Contacted by email, Kelly Maxwell, a spokeswoman for FPG, would not say if the inspector was affiliated with the institute. (See update below.) Her reply stated, “The FPG Child Development Institute is not responsible for overseeing/monitoring early childhood programs in NC. The Division of Child Development and Early Education (DCDEE) is responsible for licensing early childhood programs in NC, including NC Pre-K.” FPG handled some oversight and monitoring when prekindergarten programs were part of the state’s Department of Public Instruction. DHHS took over supervision of those programs in the summer of 2011.

A follow-up email asking if the inspector in Hoke County had any connection with FPG received no reply.
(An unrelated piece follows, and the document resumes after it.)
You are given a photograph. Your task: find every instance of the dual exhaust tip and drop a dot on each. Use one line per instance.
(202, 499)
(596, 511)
CJ contacted Renee McCoy and Jani Kozlowski of the public affairs office of DHHS by email, asking if the agency had determined who employed the inspector. McCoy also was left a voicemail message at her office.

UPDATE, 5:20 p.m. McCoy replied to the email as follows:

Hi Rick,

Your request for public records ha been received [sic], as soon as the full report from the Consultants visit is available we will make it available to you.
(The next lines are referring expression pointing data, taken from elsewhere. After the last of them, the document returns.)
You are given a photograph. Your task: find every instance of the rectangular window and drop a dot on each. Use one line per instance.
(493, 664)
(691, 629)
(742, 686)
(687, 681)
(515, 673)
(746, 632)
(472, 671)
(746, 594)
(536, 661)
Some one from my staff will provide as many answers as possible to your questions below.

Thanks for your inviting this agency to comment.
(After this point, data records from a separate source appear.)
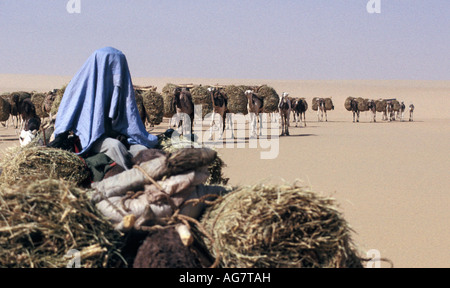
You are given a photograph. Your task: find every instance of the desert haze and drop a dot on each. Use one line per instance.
(391, 179)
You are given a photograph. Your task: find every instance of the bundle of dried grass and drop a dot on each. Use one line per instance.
(140, 104)
(347, 103)
(41, 163)
(168, 98)
(201, 96)
(329, 104)
(237, 101)
(363, 104)
(215, 169)
(153, 103)
(42, 221)
(380, 105)
(20, 95)
(278, 226)
(38, 100)
(315, 103)
(396, 105)
(5, 109)
(271, 98)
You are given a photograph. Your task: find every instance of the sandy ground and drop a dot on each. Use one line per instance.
(391, 180)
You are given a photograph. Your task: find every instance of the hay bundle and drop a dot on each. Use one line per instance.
(304, 103)
(42, 221)
(215, 168)
(348, 103)
(140, 103)
(315, 103)
(201, 96)
(168, 98)
(363, 104)
(5, 109)
(42, 162)
(329, 104)
(396, 105)
(20, 95)
(58, 98)
(270, 97)
(38, 100)
(279, 226)
(237, 101)
(153, 103)
(380, 105)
UPDATE, 6:45 p.m. DHHS spokeswoman Lori Walston responded to two questions related to the pre-K program’s governance and regulations, but not to those asking about the person who was inspecting the lunches. Her reply follows.

Here are the answers to your questions I can provide today. We are continuing to work on your request. I will be back in touch tomorrow.

Thank you,
Lori Walston

• The NCPre-K Program Requirements you forwarded to Sara Burrows were dated August 2011. Were these regulations updated to coincide with the move of the programs from the Department of Public Instruction to DHHS? Or was there another reason they were updated at that time? The NC Pre-K Program Requirements were updated in August, 2011 to reflect changes related to the transfer of the program to DHHS, the program name change, and requirements necessary for compliance with 2011 Session Law changes and the July 2011 ruling by Judge Howard Manning.

• To what extent are these regulations mandated by federal law, or made a condition of federal funding? Are they connected in any way to the federal Healthy, Hunger-Free Kids Act of 2010 or any regulations following from it? These regulations are state regulations and are not related to the Hunger-Free Kids Act. The regulations were intended to align with program requirements set forth by the USDA, due to the fact that many programs in NC receive USDA funding and therefore must abide by those federal regulations.

UPDATE, 9:20 p.m. In an email time-stamped 9:18 p.m., FPG’s Kelly Maxwell said no one from FPG was involved. Her initial response to CJ was time-stamped 3:17 p.m.

Rick Henderson is managing editor of Carolina Journal.